Guns of Darkness

I’ve been making an effort lately to see more new films, or perhaps I should say new to me rather than newly produced movies. Through a combination of blind buys and recommendations from others I’ve been trying to expand my horizons somewhat instead of simply returning to comfortable old favorites. Inevitably, some have worked better for me than others, but I have to say I’ve had no total disappointments yet. The latest is Guns of Darkness (1962), a polished British political thriller by Anthony Asquith. Actually, it’s more of a human drama set against the backdrop of a volatile political situation in a fictional South American state.

New Year’s Eve, out with the old and in with the new. As the minutes tick down towards the end of the old year time is also running short for certain individuals, but in a slightly more dramatic fashion. Some are thinking only of parties, of song and dance and celebration, others are planning to set off fireworks of an altogether more lethal kind. Tom Jordan (David Niven) is attending a company do with his French wife, Claire (Leslie Caron), and he’s not having a good time. Frankly, Jordan isn’t having much of a time in life in general; he’s a deeply dissatisfied man, contemptuous of his job, ambitious for something he can’t quite define, and on the down slope of a marriage. At the stroke of midnight the revelers, even the reluctant ones like Jordan, link arms and sing Auld Lang Syne, the image of their full-blooded rendition intercut with the very different scenes taking place simultaneously outside of their insulated little world. All across the city the streets ring with the sound of army boots on stone, and gunshots and screams. A coup is underway, a swift and bloody change of regime, and will be more or less complete by the time the sun rises on the new year. The aftermath is to be seen next morning, uncertainty and the meting out of retribution mean normal life and the routine of business are put on hold. Returning home early, his mind still reeling from his having witnessed a summary execution, Jordan is about to face a wife who’s both pregnant and on the point of leaving him. However, before Claire has the chance to tell her husband anything, he discovers an unexpected interloper – soon to be ex-President Rivera (David Opatoshu) has crawled wounded into the car of the doctor visiting Claire.
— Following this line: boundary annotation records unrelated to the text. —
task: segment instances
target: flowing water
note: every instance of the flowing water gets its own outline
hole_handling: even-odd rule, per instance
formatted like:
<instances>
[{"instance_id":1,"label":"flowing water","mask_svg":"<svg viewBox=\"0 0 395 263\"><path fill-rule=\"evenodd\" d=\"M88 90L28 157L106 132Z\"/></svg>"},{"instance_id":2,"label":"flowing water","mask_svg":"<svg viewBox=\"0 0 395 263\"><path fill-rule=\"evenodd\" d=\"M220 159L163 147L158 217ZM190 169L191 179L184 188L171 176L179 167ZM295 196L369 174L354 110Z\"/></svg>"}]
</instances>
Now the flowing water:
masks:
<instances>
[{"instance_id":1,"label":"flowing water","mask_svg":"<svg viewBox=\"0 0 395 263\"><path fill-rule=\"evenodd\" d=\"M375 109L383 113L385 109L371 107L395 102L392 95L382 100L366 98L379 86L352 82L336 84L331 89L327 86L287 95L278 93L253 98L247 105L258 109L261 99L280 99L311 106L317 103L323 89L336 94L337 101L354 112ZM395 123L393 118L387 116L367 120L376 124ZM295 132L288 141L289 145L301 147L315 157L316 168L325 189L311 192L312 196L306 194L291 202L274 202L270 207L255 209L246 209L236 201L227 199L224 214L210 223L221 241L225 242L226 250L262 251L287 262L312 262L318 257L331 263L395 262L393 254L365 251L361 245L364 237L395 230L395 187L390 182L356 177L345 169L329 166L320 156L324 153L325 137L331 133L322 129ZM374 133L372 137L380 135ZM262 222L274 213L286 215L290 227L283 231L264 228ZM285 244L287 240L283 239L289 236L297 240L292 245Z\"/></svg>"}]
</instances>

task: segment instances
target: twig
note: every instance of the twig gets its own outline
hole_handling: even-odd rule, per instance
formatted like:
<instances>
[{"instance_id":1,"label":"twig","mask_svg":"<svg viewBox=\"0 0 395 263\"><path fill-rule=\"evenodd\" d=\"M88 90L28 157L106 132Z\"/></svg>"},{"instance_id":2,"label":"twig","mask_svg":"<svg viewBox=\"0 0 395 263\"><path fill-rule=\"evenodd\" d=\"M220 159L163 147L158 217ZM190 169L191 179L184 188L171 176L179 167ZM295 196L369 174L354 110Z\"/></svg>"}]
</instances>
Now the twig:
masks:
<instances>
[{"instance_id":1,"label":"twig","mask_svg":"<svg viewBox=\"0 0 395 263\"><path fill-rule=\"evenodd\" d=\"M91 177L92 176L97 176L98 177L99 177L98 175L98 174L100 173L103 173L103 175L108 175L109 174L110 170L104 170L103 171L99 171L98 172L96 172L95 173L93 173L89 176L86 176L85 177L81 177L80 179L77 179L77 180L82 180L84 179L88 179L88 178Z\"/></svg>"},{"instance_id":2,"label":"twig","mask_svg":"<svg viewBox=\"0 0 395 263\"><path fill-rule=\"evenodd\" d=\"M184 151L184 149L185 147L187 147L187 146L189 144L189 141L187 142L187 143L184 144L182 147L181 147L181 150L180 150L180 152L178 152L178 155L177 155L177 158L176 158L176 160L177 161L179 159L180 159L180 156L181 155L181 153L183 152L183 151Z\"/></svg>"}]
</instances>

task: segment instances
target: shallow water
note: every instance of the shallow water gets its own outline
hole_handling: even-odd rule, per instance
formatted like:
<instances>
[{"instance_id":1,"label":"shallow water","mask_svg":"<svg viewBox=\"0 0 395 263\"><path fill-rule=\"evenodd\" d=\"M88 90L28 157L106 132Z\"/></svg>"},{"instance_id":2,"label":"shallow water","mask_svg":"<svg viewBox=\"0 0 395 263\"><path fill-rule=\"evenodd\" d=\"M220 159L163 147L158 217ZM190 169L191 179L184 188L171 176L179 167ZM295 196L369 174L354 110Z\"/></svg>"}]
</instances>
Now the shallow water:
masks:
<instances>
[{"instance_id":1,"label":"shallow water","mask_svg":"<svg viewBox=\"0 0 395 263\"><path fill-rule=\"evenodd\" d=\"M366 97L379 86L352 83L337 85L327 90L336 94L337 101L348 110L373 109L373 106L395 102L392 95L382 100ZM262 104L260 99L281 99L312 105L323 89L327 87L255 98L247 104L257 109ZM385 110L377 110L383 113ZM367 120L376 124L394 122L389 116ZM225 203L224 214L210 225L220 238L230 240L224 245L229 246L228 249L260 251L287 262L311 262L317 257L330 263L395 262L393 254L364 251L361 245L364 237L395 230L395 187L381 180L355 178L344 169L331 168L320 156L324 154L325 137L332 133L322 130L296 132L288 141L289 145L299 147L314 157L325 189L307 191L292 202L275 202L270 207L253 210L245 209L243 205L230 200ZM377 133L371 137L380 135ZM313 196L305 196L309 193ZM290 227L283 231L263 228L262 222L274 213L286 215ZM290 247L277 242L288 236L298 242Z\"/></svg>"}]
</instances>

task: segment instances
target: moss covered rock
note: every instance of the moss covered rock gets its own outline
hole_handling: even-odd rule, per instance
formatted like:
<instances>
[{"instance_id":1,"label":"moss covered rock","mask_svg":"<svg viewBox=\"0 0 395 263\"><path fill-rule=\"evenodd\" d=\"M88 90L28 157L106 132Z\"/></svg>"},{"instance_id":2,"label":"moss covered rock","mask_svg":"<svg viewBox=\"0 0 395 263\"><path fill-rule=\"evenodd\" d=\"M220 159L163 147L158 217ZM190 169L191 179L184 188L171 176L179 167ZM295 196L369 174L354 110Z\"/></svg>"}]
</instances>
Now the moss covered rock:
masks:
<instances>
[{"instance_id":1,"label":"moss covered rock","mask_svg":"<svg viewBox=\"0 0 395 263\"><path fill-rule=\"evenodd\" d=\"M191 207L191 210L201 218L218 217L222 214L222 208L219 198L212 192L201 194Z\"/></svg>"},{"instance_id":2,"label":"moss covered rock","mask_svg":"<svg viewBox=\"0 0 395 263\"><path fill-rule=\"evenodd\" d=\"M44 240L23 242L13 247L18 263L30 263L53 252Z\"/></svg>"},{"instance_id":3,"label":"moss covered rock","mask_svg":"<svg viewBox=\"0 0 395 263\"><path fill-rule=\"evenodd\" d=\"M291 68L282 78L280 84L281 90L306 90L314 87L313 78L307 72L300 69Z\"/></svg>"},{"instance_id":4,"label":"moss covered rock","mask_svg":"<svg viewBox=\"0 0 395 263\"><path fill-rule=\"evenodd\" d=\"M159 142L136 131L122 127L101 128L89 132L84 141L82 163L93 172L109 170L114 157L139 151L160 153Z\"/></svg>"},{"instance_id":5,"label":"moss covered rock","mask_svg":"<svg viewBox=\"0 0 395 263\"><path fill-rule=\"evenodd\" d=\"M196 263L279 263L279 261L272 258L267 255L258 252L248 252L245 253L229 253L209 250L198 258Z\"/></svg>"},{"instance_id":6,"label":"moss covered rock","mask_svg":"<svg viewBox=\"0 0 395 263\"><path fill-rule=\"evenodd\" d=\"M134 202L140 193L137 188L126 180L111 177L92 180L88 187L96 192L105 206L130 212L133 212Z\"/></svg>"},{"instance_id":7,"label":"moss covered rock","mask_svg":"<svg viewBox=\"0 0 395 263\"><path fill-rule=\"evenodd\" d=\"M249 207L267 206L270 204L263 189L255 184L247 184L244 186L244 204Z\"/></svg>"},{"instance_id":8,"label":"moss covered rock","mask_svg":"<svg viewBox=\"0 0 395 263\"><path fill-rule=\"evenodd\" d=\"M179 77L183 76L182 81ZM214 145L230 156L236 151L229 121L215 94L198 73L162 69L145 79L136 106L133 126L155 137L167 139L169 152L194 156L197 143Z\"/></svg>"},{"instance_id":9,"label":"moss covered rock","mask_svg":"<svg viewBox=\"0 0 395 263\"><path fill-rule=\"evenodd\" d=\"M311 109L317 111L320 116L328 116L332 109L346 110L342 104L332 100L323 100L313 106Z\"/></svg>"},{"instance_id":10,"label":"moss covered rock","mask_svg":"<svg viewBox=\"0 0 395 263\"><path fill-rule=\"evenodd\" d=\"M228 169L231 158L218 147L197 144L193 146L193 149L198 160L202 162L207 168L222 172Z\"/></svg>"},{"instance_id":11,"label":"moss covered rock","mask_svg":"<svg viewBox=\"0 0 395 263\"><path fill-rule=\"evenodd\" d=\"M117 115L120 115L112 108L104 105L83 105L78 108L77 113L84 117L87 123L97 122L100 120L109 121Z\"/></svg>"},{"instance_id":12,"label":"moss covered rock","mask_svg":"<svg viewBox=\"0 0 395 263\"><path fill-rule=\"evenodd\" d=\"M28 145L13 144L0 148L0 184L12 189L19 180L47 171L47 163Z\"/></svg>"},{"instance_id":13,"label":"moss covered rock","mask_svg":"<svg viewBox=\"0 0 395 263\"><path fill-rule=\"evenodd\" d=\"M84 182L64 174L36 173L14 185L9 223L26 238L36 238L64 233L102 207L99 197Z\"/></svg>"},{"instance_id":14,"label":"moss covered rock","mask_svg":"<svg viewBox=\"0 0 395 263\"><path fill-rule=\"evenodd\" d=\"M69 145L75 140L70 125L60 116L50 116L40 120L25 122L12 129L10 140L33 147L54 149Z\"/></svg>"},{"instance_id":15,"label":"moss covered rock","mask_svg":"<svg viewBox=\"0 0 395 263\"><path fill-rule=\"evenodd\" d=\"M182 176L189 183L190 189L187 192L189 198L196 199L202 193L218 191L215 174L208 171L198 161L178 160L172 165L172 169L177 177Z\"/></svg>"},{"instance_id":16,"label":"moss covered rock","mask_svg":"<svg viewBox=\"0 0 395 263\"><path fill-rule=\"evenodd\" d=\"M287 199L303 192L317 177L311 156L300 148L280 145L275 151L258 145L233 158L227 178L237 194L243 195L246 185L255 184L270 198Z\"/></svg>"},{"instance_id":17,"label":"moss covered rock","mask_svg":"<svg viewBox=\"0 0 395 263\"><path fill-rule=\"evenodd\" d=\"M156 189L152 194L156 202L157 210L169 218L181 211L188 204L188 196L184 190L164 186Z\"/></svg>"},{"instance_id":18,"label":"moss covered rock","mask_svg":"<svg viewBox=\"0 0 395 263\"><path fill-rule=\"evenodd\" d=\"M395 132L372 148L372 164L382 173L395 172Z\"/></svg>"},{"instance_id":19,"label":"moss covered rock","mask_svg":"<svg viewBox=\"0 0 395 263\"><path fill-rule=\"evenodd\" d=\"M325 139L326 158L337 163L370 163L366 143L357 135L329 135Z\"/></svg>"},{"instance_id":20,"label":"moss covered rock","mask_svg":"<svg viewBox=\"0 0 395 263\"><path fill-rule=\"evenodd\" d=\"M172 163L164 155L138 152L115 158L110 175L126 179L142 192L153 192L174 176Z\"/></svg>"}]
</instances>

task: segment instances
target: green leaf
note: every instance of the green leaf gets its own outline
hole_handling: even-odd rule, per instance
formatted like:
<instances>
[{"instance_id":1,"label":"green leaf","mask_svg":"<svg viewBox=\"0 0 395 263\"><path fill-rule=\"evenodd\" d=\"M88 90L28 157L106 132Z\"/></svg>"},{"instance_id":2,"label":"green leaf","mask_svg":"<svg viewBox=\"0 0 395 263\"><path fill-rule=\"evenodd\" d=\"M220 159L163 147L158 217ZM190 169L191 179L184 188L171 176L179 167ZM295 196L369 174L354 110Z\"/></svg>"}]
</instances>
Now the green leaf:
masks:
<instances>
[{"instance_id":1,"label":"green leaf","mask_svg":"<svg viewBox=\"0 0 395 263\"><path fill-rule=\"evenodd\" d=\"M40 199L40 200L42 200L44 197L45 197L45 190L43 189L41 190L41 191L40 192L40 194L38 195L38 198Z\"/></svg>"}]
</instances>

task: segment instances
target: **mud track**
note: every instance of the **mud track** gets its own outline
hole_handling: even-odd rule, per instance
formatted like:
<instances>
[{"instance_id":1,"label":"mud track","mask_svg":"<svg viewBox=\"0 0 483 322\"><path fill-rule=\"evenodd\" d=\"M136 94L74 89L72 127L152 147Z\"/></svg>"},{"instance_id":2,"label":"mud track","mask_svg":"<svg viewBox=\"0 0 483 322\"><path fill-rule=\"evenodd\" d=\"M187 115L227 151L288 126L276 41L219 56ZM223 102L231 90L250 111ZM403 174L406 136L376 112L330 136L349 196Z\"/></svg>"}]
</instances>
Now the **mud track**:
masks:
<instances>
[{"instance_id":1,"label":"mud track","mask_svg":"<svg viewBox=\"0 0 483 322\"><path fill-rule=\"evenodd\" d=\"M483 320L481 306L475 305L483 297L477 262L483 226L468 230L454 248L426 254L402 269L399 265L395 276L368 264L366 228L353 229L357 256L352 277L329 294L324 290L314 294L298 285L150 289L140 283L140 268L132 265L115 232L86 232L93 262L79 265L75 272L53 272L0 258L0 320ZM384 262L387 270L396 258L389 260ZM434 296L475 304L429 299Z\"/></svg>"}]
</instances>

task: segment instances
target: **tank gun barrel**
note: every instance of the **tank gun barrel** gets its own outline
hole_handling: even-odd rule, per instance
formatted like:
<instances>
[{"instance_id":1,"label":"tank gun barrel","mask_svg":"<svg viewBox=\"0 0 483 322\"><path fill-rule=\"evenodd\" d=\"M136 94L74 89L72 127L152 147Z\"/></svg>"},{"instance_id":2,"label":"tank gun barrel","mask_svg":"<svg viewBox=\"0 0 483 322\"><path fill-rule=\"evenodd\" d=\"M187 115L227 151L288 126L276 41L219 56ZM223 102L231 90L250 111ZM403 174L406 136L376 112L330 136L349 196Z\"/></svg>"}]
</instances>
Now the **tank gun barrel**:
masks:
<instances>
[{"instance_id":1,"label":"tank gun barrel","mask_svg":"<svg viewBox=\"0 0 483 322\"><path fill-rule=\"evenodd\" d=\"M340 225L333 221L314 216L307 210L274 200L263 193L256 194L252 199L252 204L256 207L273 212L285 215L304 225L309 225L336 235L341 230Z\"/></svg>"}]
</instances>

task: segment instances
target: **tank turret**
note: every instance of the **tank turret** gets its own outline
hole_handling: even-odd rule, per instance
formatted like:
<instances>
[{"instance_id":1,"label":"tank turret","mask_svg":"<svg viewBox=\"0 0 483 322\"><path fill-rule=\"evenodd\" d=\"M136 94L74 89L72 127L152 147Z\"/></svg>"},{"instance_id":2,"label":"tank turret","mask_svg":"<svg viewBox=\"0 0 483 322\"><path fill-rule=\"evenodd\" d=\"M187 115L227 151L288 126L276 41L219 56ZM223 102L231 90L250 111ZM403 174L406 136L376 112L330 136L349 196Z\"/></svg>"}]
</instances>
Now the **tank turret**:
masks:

Sometimes those who drift rudderless through life find direction or purpose quite unexpectedly, and such seems to be the fate of Jordan. Whatever other failings he may have, he’s a humanitarian at heart, and a man like that really has no option but to follow his instincts under the circumstances. And so the race, and consequent pursuit, is on – Jordan and an initially unwitting Claire find themselves running for the border with the ailing Rivera in tow, their lives and his in grave danger.

Guns of Darkness is packaged as a combination of political thriller and chase drama yet the politics play only a minor role – if anything, it’s the dehumanizing aspect of politics which is critiqued. Little is made of the differences between Rivera and his usurpers, in fact the point is made that they have much in common in terms of the degree of ruthlessness they are prepared to exercise. This is the stuff of broad brush strokes though, window dressing in a sense, and essentially an adjunct to the main theme of the movie. The long trek and accompanying adventures are really just stops along the journey Jordan embarks upon towards emotional maturity and redemption. If anything, Guns of Darkness represents the process of self-discovery of a previously jaded and unfocused man. We’re presented with a guy who has spent his life running away from responsibilities and sneering at everything or everybody he felt was beneath him, and we watch as he comes to realize he’s been running from himself and that the contempt was a mask for indecisiveness. By the end, all that fog has been banished to be replaced by a feeling of purpose and the emergence of a man of true character, a soul reclaimed and renewed.

There was a good deal of talent behind the camera for this film: director Anthony Asquith, who made some fine British films in his time including the underrated The Woman in Question, writer John Mortimer of Rumpole of the Bailey fame, and cameraman Robert Krasker with both The Third Man and Odd Man Out on his extensive résumé. The opening sequence blending the New Year celebrations and the violence of the coup is wonderfully shot with Asquith and Krasker coming up with an excellent selection of angles and lighting setups. There’s plenty of moody noir style photography on view throughout the movie and good use of the Spanish locations, which stood in for South America. A film like Guns of Darkness necessarily involves a fair number of talky scenes but these rarely bog the action down too much and anyway there’s typically enough tension woven into the story to ensure things keep moving along – the station wagon becoming trapped in quicksand and the ensuing struggle to get free being a notable example.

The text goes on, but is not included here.